# Can John Tavener be considered a late starter in piano?



## PresenTense (May 7, 2016)

At the age of 12, Tavener was taken to Glyndebourne to hear Mozart's The Magic Flute, a work he loved for the rest of his life. That same year he heard Stravinsky’s most recent work, Canticum Sacrum, which he later described as "the piece that woke me up and made me want to be a composer".

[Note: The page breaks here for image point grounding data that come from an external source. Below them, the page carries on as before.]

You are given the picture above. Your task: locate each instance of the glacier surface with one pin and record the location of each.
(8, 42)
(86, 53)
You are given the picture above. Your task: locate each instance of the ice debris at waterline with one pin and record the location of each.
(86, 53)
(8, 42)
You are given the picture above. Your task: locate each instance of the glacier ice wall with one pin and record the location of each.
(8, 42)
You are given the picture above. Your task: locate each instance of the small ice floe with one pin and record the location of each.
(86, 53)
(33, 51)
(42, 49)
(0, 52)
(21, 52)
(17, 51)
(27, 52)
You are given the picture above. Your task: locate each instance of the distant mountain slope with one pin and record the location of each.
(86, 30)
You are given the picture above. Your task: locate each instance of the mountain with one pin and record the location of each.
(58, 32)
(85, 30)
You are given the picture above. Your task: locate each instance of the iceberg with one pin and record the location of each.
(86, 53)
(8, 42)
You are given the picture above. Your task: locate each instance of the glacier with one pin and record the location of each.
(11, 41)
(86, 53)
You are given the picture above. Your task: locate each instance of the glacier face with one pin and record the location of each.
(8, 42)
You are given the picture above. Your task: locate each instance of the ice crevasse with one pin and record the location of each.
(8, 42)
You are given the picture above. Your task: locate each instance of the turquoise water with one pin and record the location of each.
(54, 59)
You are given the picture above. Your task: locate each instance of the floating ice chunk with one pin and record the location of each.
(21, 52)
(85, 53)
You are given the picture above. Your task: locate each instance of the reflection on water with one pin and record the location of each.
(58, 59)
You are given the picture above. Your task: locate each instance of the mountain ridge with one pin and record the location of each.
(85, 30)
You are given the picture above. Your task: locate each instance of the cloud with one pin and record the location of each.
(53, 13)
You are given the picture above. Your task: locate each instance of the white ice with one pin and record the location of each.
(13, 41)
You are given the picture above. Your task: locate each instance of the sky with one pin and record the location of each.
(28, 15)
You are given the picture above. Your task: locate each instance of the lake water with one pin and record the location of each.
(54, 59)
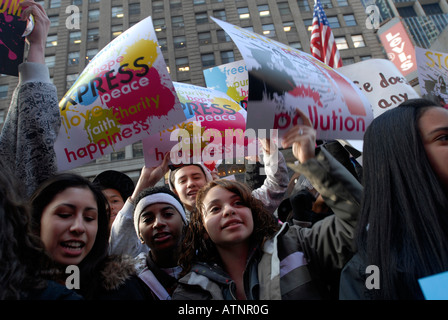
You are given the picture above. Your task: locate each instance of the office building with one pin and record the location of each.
(189, 40)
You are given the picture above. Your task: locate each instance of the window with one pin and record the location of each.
(3, 91)
(303, 5)
(204, 38)
(55, 3)
(349, 20)
(157, 6)
(433, 8)
(93, 34)
(75, 37)
(179, 42)
(52, 40)
(406, 12)
(289, 26)
(177, 21)
(54, 21)
(134, 8)
(137, 149)
(283, 7)
(347, 61)
(70, 79)
(182, 64)
(175, 4)
(117, 12)
(243, 13)
(201, 18)
(341, 43)
(208, 59)
(268, 30)
(263, 10)
(308, 24)
(358, 41)
(116, 30)
(334, 22)
(94, 15)
(220, 14)
(222, 36)
(50, 61)
(90, 54)
(296, 45)
(326, 4)
(227, 56)
(73, 58)
(159, 24)
(119, 155)
(342, 3)
(163, 44)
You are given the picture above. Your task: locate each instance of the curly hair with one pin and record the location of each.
(22, 254)
(197, 247)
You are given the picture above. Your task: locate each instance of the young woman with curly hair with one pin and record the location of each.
(235, 249)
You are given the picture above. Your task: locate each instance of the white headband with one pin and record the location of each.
(157, 198)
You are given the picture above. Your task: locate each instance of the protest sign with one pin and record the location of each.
(434, 286)
(230, 78)
(123, 95)
(282, 79)
(398, 45)
(213, 129)
(432, 68)
(12, 42)
(381, 82)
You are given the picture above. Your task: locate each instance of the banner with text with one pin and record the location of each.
(230, 78)
(432, 67)
(282, 79)
(123, 95)
(381, 82)
(213, 129)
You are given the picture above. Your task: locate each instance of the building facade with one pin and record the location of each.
(190, 42)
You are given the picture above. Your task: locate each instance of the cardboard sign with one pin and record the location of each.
(435, 287)
(432, 68)
(381, 82)
(398, 45)
(230, 78)
(213, 129)
(282, 79)
(122, 96)
(12, 42)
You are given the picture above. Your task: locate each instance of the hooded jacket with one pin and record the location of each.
(31, 127)
(297, 263)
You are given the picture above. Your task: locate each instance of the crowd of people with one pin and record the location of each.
(309, 235)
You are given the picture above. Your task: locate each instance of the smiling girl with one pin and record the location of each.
(235, 249)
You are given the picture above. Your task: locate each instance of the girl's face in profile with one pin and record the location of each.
(226, 219)
(69, 225)
(434, 131)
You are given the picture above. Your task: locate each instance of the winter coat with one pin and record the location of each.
(119, 281)
(298, 262)
(31, 127)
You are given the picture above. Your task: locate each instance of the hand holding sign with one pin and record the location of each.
(302, 137)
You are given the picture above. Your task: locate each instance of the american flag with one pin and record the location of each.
(322, 43)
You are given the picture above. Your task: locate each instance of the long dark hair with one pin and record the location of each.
(197, 248)
(403, 226)
(22, 254)
(93, 262)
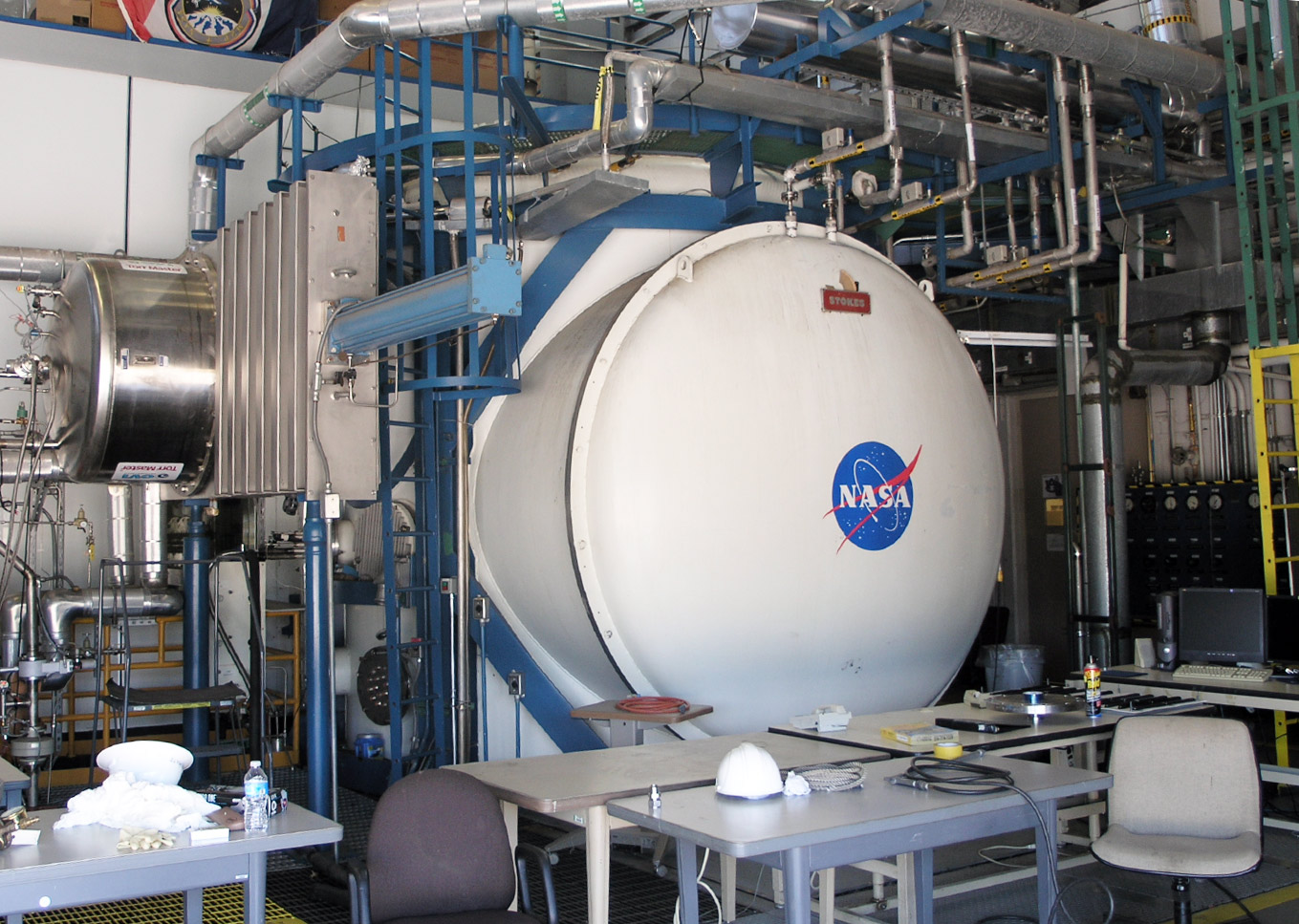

Tavener became a music scholar at Highgate School (where a fellow pupil was John Rutter). The school choir was often employed by the BBC in works requiring boys' voices, and so Tavener gained choral experience singing in Mahler's Third Symphony and Orff's Carmina Burana. He started to compose at Highgate, and also became a sufficiently proficient pianist to perform the second and third movements of Beethoven's Fourth Piano Concerto and, in 1961 with the National Youth Orchestra, Shostakovich's Piano Concerto No. 2. He also became organist and choirmaster in 1961 at St John's Presbyterian Church, Kensington

Tavener entered the Royal Academy of Music in 1962, where his tutors included Sir Lennox Berkeley. During his studies there he decided to give up the piano and devote himself to composition.


----------



## MoatsArt (Jul 18, 2015)

Was Tavener a late starter on the piano? Well, he started at least thirty years before I did, which was in 1986.


----------



## PresenTense (May 7, 2016)

MoatsArt said:


> Was Tavener a late starter on the piano? Well, he started at least thirty years before I did, which was in 1986.


How old are you? In my opinion, it's never too late.


----------